I'm not ignoring anything, I am just pointing out reality, the real world is messy and the stacks that try to keep working under messy conditions seem to be prevailing. Its not pretty and I don't deny the issues that arise, but here we are communicating on the largest most successful computer network ever built using a protocol and a markup language built with Postels law in mind.

>Erm ... no? The reason why XHTML was abandoned was because people are incompetent at writing software, and there existed an alternative that allowed them to keep their idiotic practices, including all the vulnerabilities and interoperability problems that result from those, so that's what people did.

I think most who know the history there would disagree with this opinion [1], it was obvious to me at the time why XHTML would fail even though I thought it a cleaner solution, I realized thats what was holding it back. It was much better to see your page come up with maybe a weird rendering artifact than just have the browser render nothing and throw an error if some small part was malformed.

>How does that follow? And what does that have to do with anything?

Because complaining about security vulnerabilities found in some of the most used software in the world while comparing to something that no one uses doesn't help your point.

>Relevant ... for what?

Uh gee I don't know maybe Postel's law is kinda relevant when discussing TCP because Postel wrote the spec you know like what you asked in the post before? What kind of game are you playing here?

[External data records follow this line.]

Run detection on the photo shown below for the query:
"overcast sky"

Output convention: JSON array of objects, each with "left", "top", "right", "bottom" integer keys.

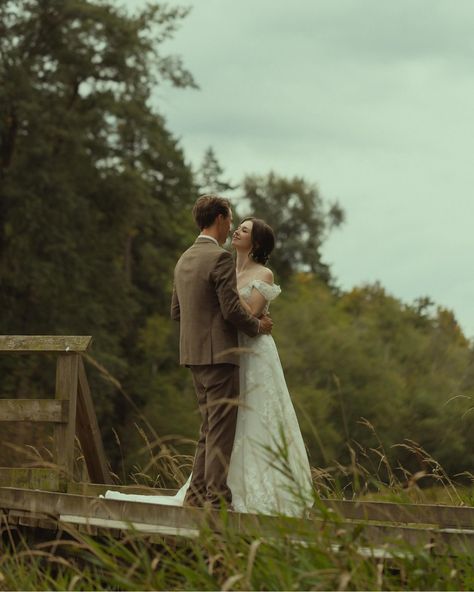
[{"left": 127, "top": 0, "right": 474, "bottom": 337}]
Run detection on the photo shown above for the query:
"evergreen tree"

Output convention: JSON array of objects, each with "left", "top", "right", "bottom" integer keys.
[
  {"left": 196, "top": 147, "right": 236, "bottom": 194},
  {"left": 239, "top": 172, "right": 344, "bottom": 283},
  {"left": 0, "top": 0, "right": 198, "bottom": 467}
]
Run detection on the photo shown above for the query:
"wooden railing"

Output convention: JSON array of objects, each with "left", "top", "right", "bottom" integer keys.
[{"left": 0, "top": 336, "right": 113, "bottom": 491}]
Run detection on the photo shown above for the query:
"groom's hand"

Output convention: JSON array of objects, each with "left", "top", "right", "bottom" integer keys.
[{"left": 258, "top": 314, "right": 273, "bottom": 334}]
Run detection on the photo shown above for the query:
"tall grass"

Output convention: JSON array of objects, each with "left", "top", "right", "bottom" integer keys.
[
  {"left": 2, "top": 502, "right": 474, "bottom": 591},
  {"left": 3, "top": 358, "right": 474, "bottom": 590},
  {"left": 3, "top": 425, "right": 474, "bottom": 591}
]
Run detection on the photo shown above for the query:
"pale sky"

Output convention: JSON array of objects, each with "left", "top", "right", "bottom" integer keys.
[{"left": 125, "top": 0, "right": 474, "bottom": 338}]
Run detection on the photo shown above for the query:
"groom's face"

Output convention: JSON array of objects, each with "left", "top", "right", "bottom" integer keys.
[{"left": 217, "top": 207, "right": 233, "bottom": 245}]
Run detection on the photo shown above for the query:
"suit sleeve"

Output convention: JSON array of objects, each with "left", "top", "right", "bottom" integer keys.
[
  {"left": 212, "top": 251, "right": 259, "bottom": 337},
  {"left": 171, "top": 284, "right": 180, "bottom": 322}
]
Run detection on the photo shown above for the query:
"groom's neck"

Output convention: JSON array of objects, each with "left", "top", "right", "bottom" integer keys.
[{"left": 200, "top": 228, "right": 221, "bottom": 244}]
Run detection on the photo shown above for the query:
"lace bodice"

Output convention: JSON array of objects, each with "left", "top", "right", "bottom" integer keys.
[{"left": 239, "top": 279, "right": 281, "bottom": 313}]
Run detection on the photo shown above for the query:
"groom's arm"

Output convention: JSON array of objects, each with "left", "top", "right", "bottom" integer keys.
[
  {"left": 171, "top": 284, "right": 180, "bottom": 321},
  {"left": 212, "top": 251, "right": 260, "bottom": 337}
]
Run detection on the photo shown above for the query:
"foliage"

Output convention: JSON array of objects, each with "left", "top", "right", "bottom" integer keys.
[
  {"left": 0, "top": 0, "right": 198, "bottom": 465},
  {"left": 196, "top": 146, "right": 237, "bottom": 194},
  {"left": 239, "top": 172, "right": 345, "bottom": 282},
  {"left": 1, "top": 0, "right": 474, "bottom": 489},
  {"left": 273, "top": 275, "right": 474, "bottom": 482},
  {"left": 2, "top": 4, "right": 474, "bottom": 590}
]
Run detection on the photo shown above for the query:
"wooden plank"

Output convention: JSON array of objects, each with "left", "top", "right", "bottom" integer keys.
[
  {"left": 67, "top": 482, "right": 176, "bottom": 496},
  {"left": 0, "top": 399, "right": 68, "bottom": 422},
  {"left": 231, "top": 509, "right": 437, "bottom": 551},
  {"left": 54, "top": 354, "right": 79, "bottom": 484},
  {"left": 0, "top": 335, "right": 92, "bottom": 353},
  {"left": 60, "top": 514, "right": 201, "bottom": 538},
  {"left": 0, "top": 468, "right": 59, "bottom": 490},
  {"left": 0, "top": 487, "right": 448, "bottom": 533},
  {"left": 0, "top": 487, "right": 267, "bottom": 538},
  {"left": 322, "top": 499, "right": 474, "bottom": 529},
  {"left": 7, "top": 510, "right": 19, "bottom": 525},
  {"left": 0, "top": 487, "right": 209, "bottom": 531},
  {"left": 1, "top": 487, "right": 474, "bottom": 553},
  {"left": 56, "top": 487, "right": 474, "bottom": 530},
  {"left": 76, "top": 358, "right": 113, "bottom": 484},
  {"left": 8, "top": 510, "right": 57, "bottom": 530}
]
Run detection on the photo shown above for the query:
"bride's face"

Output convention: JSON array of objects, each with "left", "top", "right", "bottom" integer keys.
[{"left": 231, "top": 220, "right": 253, "bottom": 251}]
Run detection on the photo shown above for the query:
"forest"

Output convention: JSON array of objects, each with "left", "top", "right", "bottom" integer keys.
[{"left": 1, "top": 0, "right": 474, "bottom": 490}]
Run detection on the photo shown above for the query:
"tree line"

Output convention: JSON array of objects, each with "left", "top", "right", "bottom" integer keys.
[{"left": 1, "top": 0, "right": 473, "bottom": 486}]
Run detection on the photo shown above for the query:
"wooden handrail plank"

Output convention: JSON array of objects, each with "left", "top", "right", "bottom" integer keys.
[
  {"left": 322, "top": 498, "right": 474, "bottom": 529},
  {"left": 0, "top": 336, "right": 92, "bottom": 353},
  {"left": 0, "top": 399, "right": 68, "bottom": 422},
  {"left": 76, "top": 358, "right": 113, "bottom": 485}
]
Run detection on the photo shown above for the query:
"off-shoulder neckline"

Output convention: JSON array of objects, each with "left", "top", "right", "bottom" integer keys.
[{"left": 239, "top": 279, "right": 281, "bottom": 291}]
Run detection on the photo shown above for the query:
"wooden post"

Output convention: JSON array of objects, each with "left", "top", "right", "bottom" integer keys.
[
  {"left": 0, "top": 335, "right": 112, "bottom": 492},
  {"left": 54, "top": 353, "right": 79, "bottom": 489},
  {"left": 76, "top": 357, "right": 113, "bottom": 484}
]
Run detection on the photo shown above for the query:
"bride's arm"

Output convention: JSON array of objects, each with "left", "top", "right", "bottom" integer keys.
[
  {"left": 239, "top": 293, "right": 267, "bottom": 317},
  {"left": 239, "top": 296, "right": 252, "bottom": 315},
  {"left": 239, "top": 269, "right": 274, "bottom": 318}
]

1. https://thehistoryoftheweb.com/when-standards-divide/

It's good wisdom but beware the counter-argument. Being liberal in what you accept causes your implementation to have to maintain a wide range of implicitly defined odd inputs in perpetuity and leads to a form of lock-in based on handling of edge-cases. HTML and browser implementations that allowed all sorts of garbage behaviors are a good example of this. The robustness principle works, but it does come with a cost, like all things.